Wednesday, December 26, 2007

Marathon Qualifying Times Responses.

In a recent blog I detailed my thoughts on the lowering of the Olympics Marathon Trials Qualifying time. Some people responded in the comments section and others sent me their opinions in an email. I have collected many of them and put their retorts into a message here below.

One good friend was an advocate for raising the time. One of his reasons is as follows:

“Raising the standard, for example to 2:25, will put the dream of making the Trial within the reach of many good but not great marathoners. In 1980, I was good but not great -- my 2:27:25 at Boston 1980 was more than five minutes slower than the 2:21:54 standard. But I had four years, and I could have trained to beat 2:25 -- but by 1984, they lowered the standard to 2:20. That was out of reach, so why bother training for it?”

Many brought up the point that allowing more runners, rather than fewer, to run the Marathon Trials will focus more attention on the event and sell more people on coming out to watch it. The Marathon Trials should get as much interest as the Track & Field Trials and "fill the stadium." In countries like Japan, a major event getting less than a 10% share of televisions ratings would be a huge disappointment. In the US a 1% share is normal (the SuperBowl gets like 40% FYI)

Others brought up the point that a “party-crasher” was not too well-received. By this I mean, Michael Wardian, a 2:21:27 PR, led the race for 35 minutes.

Many feel that the organizers felt this upstart was simply trying to unconventionally grab some fame and did not like him crashing their party. Organizers like well-scripted events and if anything is certain in marathoning, it is that 26.2 miles leaves plenty of time for a script to be written by those who weren’t invited to the writing table. But Wardian’s surge faded and in spite of the relatively slow early pace which worried organizers, Ryan Hall set a Marathon Trials record. So what's the harm?

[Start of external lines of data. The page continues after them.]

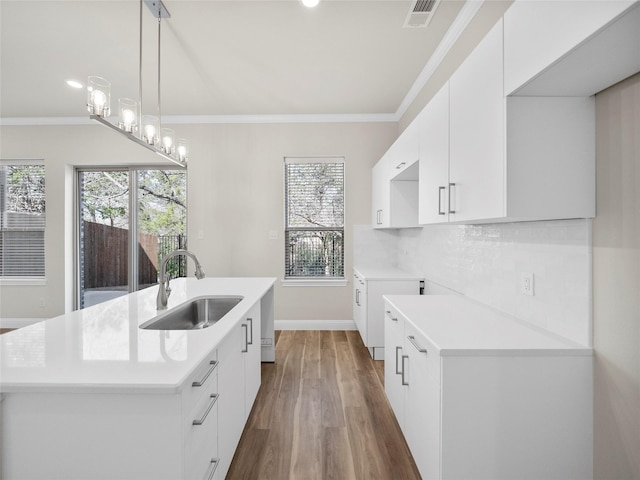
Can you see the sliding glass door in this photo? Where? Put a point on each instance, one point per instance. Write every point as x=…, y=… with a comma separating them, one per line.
x=129, y=219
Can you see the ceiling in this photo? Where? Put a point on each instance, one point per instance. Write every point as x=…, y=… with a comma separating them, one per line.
x=233, y=57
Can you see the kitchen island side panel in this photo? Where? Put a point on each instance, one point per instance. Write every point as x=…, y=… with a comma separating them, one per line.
x=526, y=417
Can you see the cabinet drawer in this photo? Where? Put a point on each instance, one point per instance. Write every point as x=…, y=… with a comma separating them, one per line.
x=201, y=438
x=429, y=354
x=199, y=383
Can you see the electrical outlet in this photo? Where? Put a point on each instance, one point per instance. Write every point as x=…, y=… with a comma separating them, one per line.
x=526, y=283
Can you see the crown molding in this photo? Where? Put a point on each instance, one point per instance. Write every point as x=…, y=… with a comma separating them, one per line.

Not taking away stories like Wardian’s, people have said, increases the probability of an unknown with a slower qualifying time having a breakthrough -- for example, Kyle Heffner in 1980, John Tuttle in 1984, Mark Conover in 1988.

I feel that my friends have very good points. For whatever reason, the same people who will shoot a 96 on the golf links will still go watch 4 hours of Masters coverage in the club house but your typical road racer wouldn’t want to watch coverage of a Marathon on TV. If there were more “everymen” running, would there be greater desire to watch? Obviously the “slower” time did not affect this year’s finish.

Good food for thought.

2 comments:

Anonymous said...

I have read off an on for about six months as I used to train and run in the DC area for several years and enjoy seeing a different perspective on the areas people and events.
This is the first time I felt something forth posting and it is a defense of Wardian. I see the point of a party crasher, but Wardian was not that, he was the only one in the field that went out at an honest pace. Not a single split was abnormal for himself not to mention for the rest of the field. You have to go back several years for a "party crasher" to be found as there is too much respect within the American elite to use Trials as a platform to get some TV time. Wardian ran a true controlled pace that he had to do to be competitive knowing he does not have the Meb, Hall, etc. second halves.

Dane said...

Scott,

I know Mike and I agree. I think the point made was that the USATF might not have known who he was so felt as if "Who is this pony-tailed guy and why is he mucking up my pretty little race?"